Requiem à Versailles
C'est un requiem qui nous emmène à Versailles l'espace d'un week-end, celui de Mozart que nous allons écouter dans la Chapelle Royale du Château de Versailles. Il y a foule sur l'esplanade pavée qui ouvre sur le château côté ville, et nous esquivons le flux pour rejoindre les happy few qui comme nous ont un billet pour l'une des deux séances qui sont prévues cet automne. L'orchestre et le chœur de l'Opéra Royal nous octroient une heure et quart de musique et de chant, auxquels je dois avouer - à mon grande honte - que je ne suis guère sensible. Il me reste les dorures et les peintures du plafond et murs de la chapelle à admirer, magnifiés par la lumière vespérale qui filtre à travers la verrière.
Ce concert était la dernière activité de ce séjour versaillais, commencé la veille par un voyage assez chaotique pour rejoindre la ville depuis notre banlieue est. Nous avions décidé de renoncer à la voiture pour favoriser les transports en commun : mal nous a pris car ce week-end justement, des travaux sur les voies ferrées vers notre destination, et plusieurs lignes RER ou Transilien sont à l'arrêt. En combinant quatre moyens de transport, dont nos gambettes, nous arrivons finalement à notre fin avec quelque retard. Sur place il fait déjà nuit, et il pleut, nous nous réfugions au Musée Lambinet, le musée municipal sis dans un bel hôtel particulier du 18ème.
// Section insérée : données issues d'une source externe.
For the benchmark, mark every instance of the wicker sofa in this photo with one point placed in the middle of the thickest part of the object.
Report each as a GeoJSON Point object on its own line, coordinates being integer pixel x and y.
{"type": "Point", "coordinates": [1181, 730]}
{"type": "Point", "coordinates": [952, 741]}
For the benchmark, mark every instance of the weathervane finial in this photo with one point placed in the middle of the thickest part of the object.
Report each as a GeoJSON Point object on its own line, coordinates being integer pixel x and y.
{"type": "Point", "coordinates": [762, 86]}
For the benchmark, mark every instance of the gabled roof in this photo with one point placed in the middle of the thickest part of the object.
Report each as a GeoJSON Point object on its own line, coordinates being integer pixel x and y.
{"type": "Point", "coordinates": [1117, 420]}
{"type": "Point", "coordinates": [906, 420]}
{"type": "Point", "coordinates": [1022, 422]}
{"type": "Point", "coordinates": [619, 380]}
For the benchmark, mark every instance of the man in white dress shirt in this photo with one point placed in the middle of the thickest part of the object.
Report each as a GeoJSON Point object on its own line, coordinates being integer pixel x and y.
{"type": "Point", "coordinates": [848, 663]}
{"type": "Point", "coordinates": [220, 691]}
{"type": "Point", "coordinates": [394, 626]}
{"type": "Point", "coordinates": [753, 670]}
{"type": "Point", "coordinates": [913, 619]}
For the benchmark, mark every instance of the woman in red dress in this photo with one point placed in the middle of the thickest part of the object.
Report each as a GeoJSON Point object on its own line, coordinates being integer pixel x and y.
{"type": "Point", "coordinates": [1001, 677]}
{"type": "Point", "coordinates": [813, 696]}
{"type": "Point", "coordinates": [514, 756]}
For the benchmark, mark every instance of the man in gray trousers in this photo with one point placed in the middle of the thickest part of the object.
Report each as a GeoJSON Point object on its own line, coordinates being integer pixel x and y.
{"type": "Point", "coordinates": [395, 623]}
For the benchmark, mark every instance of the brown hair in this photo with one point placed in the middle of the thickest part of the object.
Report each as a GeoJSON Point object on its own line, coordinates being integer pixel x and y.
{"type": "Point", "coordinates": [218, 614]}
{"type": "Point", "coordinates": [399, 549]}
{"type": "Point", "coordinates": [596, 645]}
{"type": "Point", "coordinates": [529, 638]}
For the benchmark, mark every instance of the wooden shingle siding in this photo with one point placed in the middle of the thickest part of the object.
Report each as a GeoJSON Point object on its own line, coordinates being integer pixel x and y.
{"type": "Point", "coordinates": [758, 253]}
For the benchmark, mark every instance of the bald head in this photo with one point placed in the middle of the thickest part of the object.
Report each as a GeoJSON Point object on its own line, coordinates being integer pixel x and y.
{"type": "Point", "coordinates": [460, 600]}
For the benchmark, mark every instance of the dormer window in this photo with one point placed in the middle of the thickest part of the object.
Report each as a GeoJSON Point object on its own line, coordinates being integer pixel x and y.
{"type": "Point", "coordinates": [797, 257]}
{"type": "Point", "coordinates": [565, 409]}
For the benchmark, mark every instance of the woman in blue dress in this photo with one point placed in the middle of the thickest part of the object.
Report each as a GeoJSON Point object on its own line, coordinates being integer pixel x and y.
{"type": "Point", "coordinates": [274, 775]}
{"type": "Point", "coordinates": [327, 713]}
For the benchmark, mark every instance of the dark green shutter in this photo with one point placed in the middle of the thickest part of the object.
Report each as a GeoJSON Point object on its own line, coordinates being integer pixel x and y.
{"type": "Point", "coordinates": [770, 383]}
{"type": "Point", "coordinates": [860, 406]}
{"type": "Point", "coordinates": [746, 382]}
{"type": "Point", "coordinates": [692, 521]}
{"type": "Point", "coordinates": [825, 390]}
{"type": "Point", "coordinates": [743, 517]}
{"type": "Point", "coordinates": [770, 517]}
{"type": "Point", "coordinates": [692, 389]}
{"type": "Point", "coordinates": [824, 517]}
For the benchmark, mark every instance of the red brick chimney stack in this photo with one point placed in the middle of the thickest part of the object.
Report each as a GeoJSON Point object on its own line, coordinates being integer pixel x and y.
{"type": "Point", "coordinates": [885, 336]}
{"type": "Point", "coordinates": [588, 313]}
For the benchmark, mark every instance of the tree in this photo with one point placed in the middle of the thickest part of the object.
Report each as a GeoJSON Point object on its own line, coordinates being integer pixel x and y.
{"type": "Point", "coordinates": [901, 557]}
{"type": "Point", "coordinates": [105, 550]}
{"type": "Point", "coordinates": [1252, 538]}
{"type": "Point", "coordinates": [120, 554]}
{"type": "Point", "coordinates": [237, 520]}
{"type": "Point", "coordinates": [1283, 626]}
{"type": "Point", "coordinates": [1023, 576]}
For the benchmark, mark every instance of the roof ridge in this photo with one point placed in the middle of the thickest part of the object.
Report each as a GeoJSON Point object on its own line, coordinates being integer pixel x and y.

Celui-ci retrace l'histoire de la ville, et notamment des périodes royales, puis révolutionnaires, des années 1700. Belles salles richement meublées, sculptures et peintures, du très classique, toujours instructif pour une piqûre de rappel sur les épisodes emblématiques de cette époque.
Le lendemain, nous complétons notre culture versaillaise par le très bel espace Richaud, un ancien hôpital royal récemment refait et converti en lieu d'expositions. Sous une grande rotonde, une expo sur les peintres de la Marine, qui regroupe les œuvres d'artistes officiels de la Marine Française, une belle scénographie dans un espace original, une découverte qui valait le détour. D'autant que devant le site, un géométrique jardin à la française amène un plus ensoleillé en ce dimanche matin.
Autre visite sur le chemin du château, la spectaculaire Galerie des Carrosses royaux et impériaux, un enchaînement de véhicules souvent bicentenaires, et davantage, à la décoration surchargée, qui ont vu des palanquées de grands de ce monde célébrer des couronnements et autres cérémonies. En voyant cette profusion de dorures et de luxe, on ne peut s'empêcher de penser à l'argent englouti dans ces engins insensés, d'autant qu'il en "fallait" plusieurs dizaines à chaque occasion, tandis que le peuple peinait à survivre de l'autre côté des barrières.
Versant intendance, une nuit dans un hôtel agréable, le Versailles Chantiers juste en face de la gare par laquelle nous sommes arrivés et repartons, bien placé pour nos diverses activités. Un bon resto le soir aux Petites Canailles sur l'emblématique carré du grand marché de la ville, avec tartare d'espadon et pavé de cabillaud dans l'assiette. Et le lendemain midi, l'excellente crêperie du Blé Noir, dans le quartier des Récollets, où nous apprenons en discutant avec le patron que c'est leur jour de réouverture après un incendie subi trois mois auparavant.